En segundo lugar, el carisma de una tripulación formada por un grupo de excelentes actores, algunos de ellos procedentes del teatro británico, como John Hurt o Iam Holm y rostros icónicos como los de Harry Dean Staton o Veronica Cartwright que no dejaban de secundar a la auténtica protagonista de la función, una actriz prácticamente desconocida llamada Sigourtney Weaver, que daría vida a la teniente Ripley.
Alien: El octavo pasajero era básicamente una película de supervivencia. Scott supo aprovechar todos los elementos que tenía a su alcance para configurar una película con una atmósfera de terror profundamente sensitiva y claustrofóbica.
Su legado se perpetuaría a través de las décadas. Algunos de los directores más interesantes a nivel visual y estilístico se pusieron detrás de la franquicia para aportar su particular visión de toda la mitología creada en la película primigenia. Desde James Cameron con su potente cóctel de acción fantástica en Aliens: El regreso (1986), hasta el delirio visual de Jean-Pierre Jeunet en Alien Resurrección (1997), pasando por la férrea meticulosidad pesadillesca de David Fincher en Alien 3 (1992).
Hace cinco años, Ridley Scott decidió revitalizar la saga que él mismo había creado adentrándose en sus orígenes en Prometheus. Su propuesta era tan compleja como un tanto pretenciosa a nivel narrativo porque en realidad las preguntas que se planteaban no tenían que ver con la génesis del monstruo sino con la de los propios seres humanos. ¿Quiénes somos? ¿Quién nos ha creado? ¿De dónde venimos? Un carácter existencial la impregnaba por completo y la cargaba de una simbología tan trascendente como espiritual, aunque contenía magníficas escenas de acción y un deslumbrante diseño de producción, tan ampuloso como efectivo. Tuvo adeptos y detractores, como seguramente los tendrá Alien: Covenant.

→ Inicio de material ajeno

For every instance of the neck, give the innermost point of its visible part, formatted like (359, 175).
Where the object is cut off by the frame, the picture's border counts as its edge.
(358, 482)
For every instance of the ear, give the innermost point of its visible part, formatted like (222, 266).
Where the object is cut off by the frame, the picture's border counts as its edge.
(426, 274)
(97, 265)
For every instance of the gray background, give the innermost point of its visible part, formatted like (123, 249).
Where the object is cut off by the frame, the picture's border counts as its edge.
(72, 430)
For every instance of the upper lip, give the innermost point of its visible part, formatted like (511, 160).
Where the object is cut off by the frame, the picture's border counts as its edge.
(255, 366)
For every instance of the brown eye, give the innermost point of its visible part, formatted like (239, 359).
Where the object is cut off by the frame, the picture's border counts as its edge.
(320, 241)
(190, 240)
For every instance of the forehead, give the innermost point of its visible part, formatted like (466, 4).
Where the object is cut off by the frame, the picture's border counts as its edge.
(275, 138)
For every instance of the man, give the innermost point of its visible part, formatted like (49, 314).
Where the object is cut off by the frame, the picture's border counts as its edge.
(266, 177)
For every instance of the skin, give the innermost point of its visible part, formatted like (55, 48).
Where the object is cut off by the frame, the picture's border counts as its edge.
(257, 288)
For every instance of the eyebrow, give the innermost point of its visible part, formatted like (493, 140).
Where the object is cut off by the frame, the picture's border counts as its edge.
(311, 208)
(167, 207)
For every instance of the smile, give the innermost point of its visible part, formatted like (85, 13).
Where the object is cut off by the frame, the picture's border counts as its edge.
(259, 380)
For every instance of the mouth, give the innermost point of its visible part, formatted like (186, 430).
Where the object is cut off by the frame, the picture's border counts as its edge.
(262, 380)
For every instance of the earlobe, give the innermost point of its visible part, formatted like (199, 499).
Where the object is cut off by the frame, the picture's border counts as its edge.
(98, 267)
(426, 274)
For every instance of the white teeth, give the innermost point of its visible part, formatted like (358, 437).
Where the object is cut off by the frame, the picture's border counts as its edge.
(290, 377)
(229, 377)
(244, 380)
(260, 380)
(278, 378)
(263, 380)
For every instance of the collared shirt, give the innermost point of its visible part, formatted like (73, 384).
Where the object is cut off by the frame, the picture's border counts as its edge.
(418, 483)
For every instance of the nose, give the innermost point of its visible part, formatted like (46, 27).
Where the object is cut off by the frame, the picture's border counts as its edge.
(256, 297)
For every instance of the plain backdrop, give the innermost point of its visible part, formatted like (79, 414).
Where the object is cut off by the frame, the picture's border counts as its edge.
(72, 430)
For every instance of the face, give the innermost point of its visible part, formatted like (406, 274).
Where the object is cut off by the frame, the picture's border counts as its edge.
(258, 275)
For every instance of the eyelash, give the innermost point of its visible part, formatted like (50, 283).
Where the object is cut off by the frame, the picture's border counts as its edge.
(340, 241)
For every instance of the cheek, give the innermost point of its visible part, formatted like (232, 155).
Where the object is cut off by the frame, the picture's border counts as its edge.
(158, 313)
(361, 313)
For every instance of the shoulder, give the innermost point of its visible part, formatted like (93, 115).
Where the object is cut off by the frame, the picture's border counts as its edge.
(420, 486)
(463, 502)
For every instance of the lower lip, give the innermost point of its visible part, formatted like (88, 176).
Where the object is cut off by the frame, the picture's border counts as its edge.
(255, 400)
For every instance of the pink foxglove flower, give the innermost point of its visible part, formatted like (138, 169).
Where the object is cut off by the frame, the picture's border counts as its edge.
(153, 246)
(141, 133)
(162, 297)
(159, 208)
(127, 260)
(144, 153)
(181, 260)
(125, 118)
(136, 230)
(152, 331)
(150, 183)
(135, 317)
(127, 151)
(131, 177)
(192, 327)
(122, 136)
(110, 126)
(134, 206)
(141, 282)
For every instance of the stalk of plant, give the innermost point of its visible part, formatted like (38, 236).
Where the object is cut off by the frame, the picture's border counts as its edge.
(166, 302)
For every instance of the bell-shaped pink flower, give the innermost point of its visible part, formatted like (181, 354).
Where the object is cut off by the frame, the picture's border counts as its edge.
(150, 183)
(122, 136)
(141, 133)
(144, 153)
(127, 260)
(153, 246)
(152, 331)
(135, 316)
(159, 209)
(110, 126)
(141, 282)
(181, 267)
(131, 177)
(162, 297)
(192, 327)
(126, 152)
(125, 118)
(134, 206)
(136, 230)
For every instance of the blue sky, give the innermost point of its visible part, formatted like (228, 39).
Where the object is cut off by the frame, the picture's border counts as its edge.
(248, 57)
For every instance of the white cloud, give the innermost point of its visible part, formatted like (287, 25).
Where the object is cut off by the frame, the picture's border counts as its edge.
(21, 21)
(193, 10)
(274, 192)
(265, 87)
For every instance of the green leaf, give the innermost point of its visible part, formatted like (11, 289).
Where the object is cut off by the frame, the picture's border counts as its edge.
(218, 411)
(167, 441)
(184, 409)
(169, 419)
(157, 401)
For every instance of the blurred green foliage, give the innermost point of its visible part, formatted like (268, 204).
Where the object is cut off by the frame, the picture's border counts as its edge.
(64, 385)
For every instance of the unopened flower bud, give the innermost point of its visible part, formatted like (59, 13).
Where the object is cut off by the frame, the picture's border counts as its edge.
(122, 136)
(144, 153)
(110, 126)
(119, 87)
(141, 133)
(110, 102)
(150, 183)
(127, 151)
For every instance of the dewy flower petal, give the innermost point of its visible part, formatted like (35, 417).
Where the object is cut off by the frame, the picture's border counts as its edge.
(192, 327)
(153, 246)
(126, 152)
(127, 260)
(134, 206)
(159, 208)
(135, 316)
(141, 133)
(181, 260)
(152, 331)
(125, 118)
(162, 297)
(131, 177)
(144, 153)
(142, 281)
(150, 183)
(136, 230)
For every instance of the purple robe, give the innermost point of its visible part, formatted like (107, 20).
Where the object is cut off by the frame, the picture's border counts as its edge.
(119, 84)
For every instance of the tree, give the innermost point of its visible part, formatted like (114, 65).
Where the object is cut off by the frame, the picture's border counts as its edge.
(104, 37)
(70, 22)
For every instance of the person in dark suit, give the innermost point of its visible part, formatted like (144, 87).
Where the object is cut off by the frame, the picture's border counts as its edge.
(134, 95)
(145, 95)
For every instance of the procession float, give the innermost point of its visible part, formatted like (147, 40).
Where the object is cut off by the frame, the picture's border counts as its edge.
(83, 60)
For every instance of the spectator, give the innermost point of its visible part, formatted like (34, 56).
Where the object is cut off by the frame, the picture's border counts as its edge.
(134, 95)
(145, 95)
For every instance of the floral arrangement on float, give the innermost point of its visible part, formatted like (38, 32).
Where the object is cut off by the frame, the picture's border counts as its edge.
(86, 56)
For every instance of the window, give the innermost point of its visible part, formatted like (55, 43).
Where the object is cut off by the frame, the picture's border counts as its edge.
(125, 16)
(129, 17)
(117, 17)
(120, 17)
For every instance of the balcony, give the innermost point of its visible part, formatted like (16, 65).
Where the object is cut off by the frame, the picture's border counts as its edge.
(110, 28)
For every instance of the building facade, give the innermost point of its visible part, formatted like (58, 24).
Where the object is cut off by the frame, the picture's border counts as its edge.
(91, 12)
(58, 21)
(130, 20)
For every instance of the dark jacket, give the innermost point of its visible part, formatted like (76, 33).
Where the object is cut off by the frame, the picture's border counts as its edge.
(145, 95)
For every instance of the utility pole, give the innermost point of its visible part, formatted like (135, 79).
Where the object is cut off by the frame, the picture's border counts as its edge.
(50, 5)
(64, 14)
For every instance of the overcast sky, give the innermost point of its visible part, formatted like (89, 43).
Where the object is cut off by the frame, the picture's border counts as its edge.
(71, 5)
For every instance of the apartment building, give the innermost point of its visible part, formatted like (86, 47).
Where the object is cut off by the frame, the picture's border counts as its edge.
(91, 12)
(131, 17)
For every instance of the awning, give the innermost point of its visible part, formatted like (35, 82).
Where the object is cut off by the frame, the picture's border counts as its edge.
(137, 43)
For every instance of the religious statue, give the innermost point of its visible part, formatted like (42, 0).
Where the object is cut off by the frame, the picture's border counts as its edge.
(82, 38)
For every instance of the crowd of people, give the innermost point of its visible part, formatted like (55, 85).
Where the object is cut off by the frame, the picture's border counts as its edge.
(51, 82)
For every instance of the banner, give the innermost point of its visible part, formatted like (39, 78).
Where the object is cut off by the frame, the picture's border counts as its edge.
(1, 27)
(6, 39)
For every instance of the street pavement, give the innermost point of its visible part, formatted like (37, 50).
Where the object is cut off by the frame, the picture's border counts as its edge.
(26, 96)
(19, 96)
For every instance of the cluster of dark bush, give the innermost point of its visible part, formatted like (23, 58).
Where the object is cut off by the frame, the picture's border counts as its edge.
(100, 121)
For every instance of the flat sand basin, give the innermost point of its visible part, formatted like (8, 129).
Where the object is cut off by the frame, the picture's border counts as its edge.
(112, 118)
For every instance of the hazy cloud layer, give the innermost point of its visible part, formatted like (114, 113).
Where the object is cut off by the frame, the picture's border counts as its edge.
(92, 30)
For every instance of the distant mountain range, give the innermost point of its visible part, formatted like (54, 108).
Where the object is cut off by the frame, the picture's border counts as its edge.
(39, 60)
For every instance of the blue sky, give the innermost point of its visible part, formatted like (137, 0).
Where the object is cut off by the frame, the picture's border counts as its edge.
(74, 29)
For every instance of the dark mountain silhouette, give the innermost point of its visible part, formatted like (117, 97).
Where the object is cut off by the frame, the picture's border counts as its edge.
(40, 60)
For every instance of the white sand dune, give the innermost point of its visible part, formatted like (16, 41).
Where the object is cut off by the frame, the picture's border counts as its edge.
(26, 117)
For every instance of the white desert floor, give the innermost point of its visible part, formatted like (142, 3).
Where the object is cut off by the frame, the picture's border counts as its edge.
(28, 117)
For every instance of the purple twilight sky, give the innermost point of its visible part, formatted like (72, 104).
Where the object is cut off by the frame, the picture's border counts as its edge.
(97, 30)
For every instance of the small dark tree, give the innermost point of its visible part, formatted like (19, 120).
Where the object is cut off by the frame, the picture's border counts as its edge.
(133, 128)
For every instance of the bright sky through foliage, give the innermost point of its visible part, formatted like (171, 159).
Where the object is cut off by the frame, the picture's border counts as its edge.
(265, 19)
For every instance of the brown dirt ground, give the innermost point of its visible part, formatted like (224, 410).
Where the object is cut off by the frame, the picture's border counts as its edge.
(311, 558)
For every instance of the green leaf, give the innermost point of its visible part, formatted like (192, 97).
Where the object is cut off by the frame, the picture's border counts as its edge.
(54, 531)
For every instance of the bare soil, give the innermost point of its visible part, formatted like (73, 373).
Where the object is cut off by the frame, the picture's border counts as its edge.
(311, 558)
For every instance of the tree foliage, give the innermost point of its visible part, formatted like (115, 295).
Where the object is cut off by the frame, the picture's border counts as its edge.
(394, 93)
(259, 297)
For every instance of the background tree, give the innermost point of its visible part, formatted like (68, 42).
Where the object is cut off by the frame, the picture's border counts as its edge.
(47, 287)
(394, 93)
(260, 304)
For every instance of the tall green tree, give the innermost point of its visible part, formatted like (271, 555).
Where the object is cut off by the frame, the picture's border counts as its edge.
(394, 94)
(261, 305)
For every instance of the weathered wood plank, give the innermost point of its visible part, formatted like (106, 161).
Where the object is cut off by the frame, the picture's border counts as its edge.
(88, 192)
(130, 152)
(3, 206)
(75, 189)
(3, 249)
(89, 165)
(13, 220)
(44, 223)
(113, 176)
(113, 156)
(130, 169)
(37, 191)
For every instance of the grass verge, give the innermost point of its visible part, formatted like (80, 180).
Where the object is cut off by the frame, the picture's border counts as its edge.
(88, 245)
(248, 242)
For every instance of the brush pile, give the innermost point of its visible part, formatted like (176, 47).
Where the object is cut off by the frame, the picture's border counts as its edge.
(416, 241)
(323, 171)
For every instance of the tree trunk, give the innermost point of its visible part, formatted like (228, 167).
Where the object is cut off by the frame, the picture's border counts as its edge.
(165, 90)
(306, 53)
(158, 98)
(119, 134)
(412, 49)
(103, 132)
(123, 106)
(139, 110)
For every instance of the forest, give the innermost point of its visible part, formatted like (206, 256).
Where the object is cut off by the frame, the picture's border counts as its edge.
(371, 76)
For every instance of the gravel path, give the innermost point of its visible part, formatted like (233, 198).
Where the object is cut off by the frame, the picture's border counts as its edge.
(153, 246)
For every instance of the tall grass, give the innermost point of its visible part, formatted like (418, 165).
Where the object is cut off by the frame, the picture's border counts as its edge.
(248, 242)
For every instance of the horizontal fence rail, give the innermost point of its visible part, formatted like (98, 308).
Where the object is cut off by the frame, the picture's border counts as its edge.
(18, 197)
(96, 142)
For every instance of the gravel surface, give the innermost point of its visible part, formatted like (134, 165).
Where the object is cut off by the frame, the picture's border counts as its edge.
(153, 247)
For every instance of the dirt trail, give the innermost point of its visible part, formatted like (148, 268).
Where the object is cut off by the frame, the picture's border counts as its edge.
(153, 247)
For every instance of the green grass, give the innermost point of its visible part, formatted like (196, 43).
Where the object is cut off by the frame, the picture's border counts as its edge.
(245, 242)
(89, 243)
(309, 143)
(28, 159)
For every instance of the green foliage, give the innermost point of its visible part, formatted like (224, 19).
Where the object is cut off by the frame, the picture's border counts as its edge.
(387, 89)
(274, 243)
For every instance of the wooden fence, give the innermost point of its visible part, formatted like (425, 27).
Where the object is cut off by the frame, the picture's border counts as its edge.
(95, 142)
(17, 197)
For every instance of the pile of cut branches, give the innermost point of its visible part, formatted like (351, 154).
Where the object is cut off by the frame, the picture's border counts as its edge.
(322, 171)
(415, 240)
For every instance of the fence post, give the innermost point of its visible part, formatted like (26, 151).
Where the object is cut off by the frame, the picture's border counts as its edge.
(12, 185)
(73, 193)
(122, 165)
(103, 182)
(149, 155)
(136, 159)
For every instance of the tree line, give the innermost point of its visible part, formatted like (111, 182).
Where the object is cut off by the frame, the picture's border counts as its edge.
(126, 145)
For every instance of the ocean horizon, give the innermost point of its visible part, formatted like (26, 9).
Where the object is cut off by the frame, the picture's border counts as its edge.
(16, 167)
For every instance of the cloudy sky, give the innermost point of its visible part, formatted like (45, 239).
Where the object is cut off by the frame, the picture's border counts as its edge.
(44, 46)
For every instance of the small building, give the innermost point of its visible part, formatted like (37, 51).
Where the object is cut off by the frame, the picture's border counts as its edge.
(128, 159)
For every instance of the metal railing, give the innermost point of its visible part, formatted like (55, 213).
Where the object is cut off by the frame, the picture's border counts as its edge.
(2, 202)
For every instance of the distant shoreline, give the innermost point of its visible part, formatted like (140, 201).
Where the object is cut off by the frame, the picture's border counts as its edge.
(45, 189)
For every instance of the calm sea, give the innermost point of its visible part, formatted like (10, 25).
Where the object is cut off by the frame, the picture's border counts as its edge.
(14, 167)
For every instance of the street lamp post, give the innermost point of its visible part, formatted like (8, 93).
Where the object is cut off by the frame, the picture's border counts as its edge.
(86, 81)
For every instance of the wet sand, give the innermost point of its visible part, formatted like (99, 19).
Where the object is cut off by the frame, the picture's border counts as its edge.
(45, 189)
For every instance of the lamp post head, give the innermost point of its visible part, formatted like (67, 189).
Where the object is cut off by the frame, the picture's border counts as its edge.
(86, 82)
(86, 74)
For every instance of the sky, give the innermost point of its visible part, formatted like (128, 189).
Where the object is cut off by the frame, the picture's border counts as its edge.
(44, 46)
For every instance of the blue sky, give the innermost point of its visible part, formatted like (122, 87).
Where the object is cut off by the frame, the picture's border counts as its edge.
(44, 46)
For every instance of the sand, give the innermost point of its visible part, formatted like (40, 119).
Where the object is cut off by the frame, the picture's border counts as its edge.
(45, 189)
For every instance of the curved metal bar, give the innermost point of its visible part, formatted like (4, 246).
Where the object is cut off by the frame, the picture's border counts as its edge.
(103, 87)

Sin embargo, da la sensación de que, en esta continuación, Ridley Scott no sabe muy bien qué contar y hacia qué camino dirigir todas las cuestiones sobre las que articulaba su anterior precuela. Quizás por ello se limita a copiar los esquemas de la película primigenia para inundarlos de una falsa trascendencia que termina resultando bastante ridícula, en parte por culpa de una narración a la deriva que solo se sustenta gracias a determinadas escenas de acción bien resueltas y con un alto grado de virtuosismo estilístico. La tripulación de esta nueva nave peca de falta de carisma y su heroína, interpretada por Katherine Waterstone no se encuentra a la altura de su más ilustre predecesora. Ni siquiera Michael Fassbender, en un doble papel, consigue con su presencia remontar una historia que termina siendo un terrible disparate, entre otras cosas porque Ridley Scott carece del suficiente sentido del humor como para que su película sea tan solo un descocado disparate inundado por altas cotas de delirium tremens. Puede resultar disfrutable para los fans de la saga, pero el agotamiento de la fórmula comienza a desvirtuar de tal modo los planteamientos que la sensación final es la de auténtica tomadura de pelo.